The number of older Americans taking on student debt on behalf of their children and grandchildren has quadrupled in the past decade, with consumers over 60 now holding $66.7 billion in student loan debt, according to a new report by the Consumer Financial Protection Bureau.
The Washington Post reports the skyrocketing cost of college has placed a particular burden on older Americans, many of whom are struggling to pay back growing debts in their retirement years. Nearly 40% of federal student loan borrowers over age 65 are in default, the highest rate for any age group, the data show.
Americans owe nearly $1.4 trillion in outstanding student loans. A slow job market recovery, growing income inequality and stagnant wages have made it difficult for younger Americans to be economically independent, and now there are signs that those financial struggles are dragging down their parents and grandparents as well.
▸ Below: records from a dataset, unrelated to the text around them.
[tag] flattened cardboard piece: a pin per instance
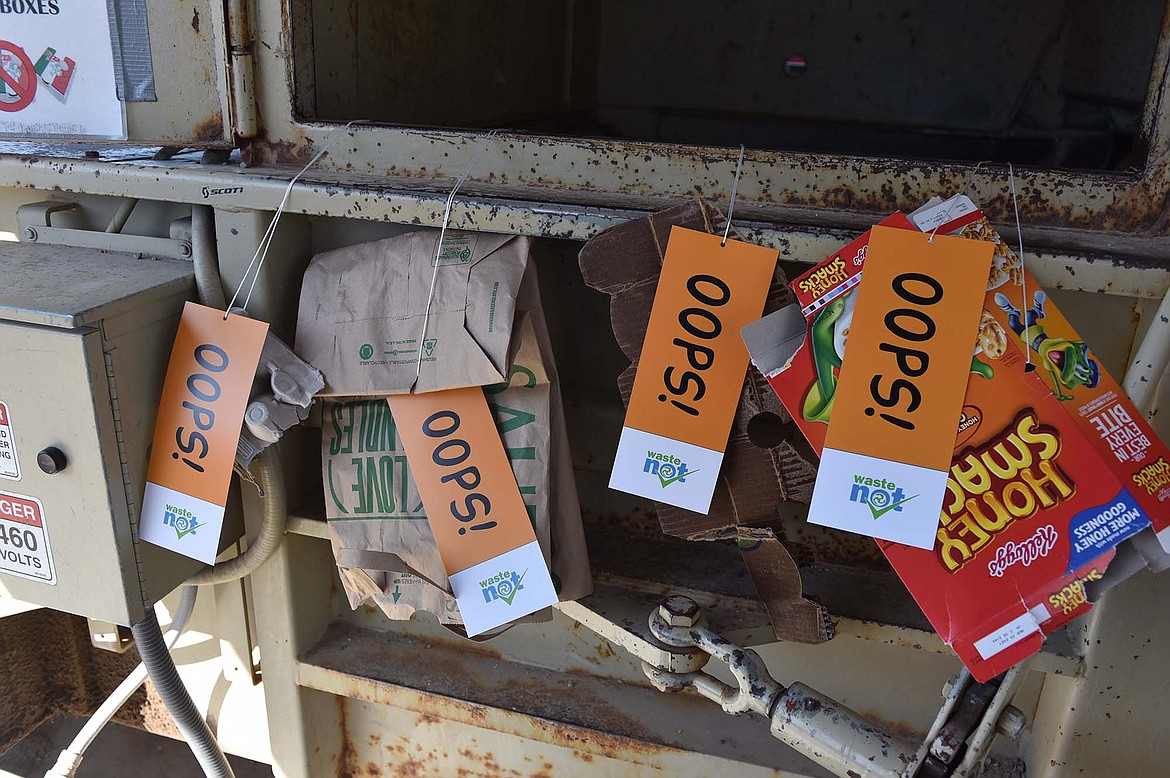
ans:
(1026, 496)
(362, 311)
(624, 262)
(694, 363)
(778, 584)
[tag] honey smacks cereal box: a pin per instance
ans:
(1033, 507)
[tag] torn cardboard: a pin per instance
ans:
(363, 307)
(382, 541)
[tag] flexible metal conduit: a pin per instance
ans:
(70, 758)
(270, 476)
(160, 667)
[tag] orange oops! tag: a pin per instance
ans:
(205, 393)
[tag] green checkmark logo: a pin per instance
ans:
(881, 511)
(667, 482)
(510, 596)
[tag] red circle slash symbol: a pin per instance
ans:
(18, 75)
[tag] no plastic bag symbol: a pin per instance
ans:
(19, 78)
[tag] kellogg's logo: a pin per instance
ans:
(502, 586)
(1026, 552)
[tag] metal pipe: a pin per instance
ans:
(205, 255)
(957, 686)
(122, 214)
(835, 737)
(270, 477)
(979, 742)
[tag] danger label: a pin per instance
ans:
(23, 539)
(9, 467)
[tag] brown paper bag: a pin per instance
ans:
(363, 307)
(382, 541)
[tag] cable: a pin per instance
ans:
(70, 757)
(270, 477)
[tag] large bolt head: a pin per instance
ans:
(679, 611)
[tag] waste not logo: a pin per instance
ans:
(669, 469)
(879, 495)
(502, 586)
(181, 520)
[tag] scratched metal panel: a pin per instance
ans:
(185, 48)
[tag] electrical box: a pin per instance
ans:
(84, 339)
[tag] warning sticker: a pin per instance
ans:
(23, 539)
(9, 467)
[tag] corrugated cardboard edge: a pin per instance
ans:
(625, 262)
(778, 584)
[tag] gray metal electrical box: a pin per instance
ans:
(84, 338)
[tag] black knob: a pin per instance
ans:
(52, 460)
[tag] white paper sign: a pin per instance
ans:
(56, 71)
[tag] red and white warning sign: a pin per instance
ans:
(9, 466)
(18, 76)
(23, 539)
(56, 74)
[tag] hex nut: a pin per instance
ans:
(1011, 722)
(679, 611)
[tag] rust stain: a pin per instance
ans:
(894, 728)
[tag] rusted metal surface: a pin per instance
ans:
(438, 686)
(820, 728)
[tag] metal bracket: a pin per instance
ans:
(34, 222)
(109, 637)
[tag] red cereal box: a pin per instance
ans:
(1031, 513)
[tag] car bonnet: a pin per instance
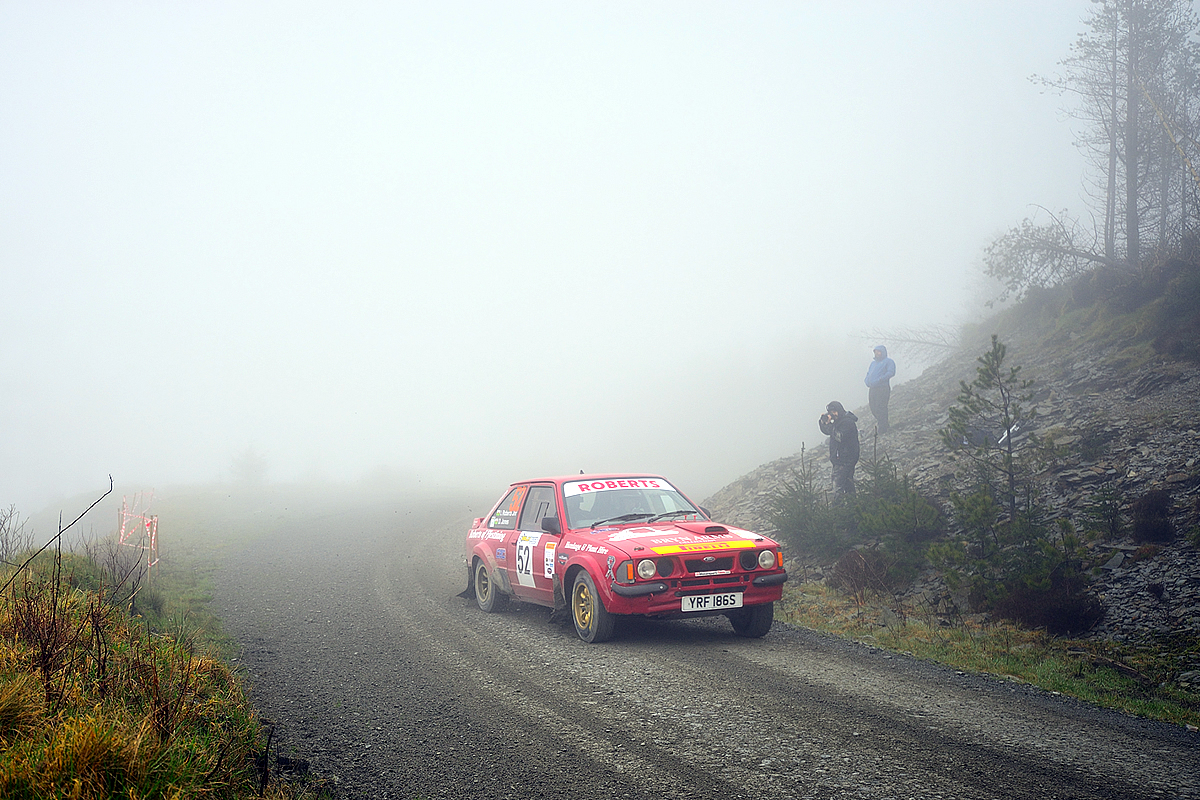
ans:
(678, 537)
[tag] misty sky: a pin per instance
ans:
(469, 242)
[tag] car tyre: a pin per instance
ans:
(593, 621)
(753, 621)
(487, 595)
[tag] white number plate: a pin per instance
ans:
(712, 602)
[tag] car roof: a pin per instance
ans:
(597, 476)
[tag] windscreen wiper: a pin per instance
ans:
(690, 512)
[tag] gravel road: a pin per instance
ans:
(358, 648)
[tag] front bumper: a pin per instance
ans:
(664, 597)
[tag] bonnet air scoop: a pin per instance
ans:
(703, 528)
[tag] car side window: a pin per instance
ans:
(505, 515)
(539, 505)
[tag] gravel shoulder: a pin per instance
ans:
(359, 649)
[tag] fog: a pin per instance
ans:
(461, 244)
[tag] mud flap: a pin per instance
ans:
(561, 614)
(469, 591)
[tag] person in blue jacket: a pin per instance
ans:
(879, 385)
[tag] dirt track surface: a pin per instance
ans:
(373, 669)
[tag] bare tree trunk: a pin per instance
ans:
(1133, 242)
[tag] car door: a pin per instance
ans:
(534, 551)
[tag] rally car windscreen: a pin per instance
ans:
(633, 499)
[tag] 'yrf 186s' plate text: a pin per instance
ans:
(712, 602)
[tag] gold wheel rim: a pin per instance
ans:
(582, 607)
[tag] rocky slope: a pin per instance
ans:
(1125, 428)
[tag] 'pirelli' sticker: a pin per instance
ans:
(699, 547)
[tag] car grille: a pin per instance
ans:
(700, 565)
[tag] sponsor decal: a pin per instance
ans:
(700, 547)
(581, 487)
(636, 533)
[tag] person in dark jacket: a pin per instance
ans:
(879, 385)
(841, 427)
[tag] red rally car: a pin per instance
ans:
(605, 545)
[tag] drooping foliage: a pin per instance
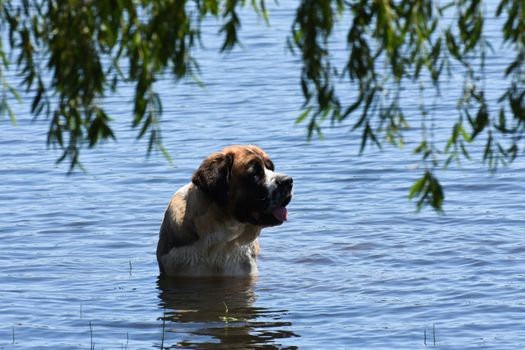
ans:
(72, 53)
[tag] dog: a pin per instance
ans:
(211, 225)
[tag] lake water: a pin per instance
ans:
(354, 267)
Increasingly, older borrowers are being taken by surprise by student loan debt, according to financial advisers. Often parents and grandparents co-sign loans—the majority of student loans are co-signed by people age 55 and up—assuming they’ll be off the hook once the borrower graduates from school and lands a job. But increasingly, that not the case.
And a growing number of borrowers over age 65 also say their Social Security benefits—often the only source of regular retirement income for older Americans—had been seized because of unpaid student loans, the report says. Those with student loan debt also had less money saved for retirement than their counterparts without student debt did.
“What we started to see in 2008, 2009, during the recession, is that the jobs just aren’t there for young graduates,” says Mark Stinson, a senior advisor for FAI Wealth Management in Columbia, Maryland. “What that means is that parents and grandparents are unwittingly taking on their debt—and that’s a position a lot of people just weren’t expecting to be in.”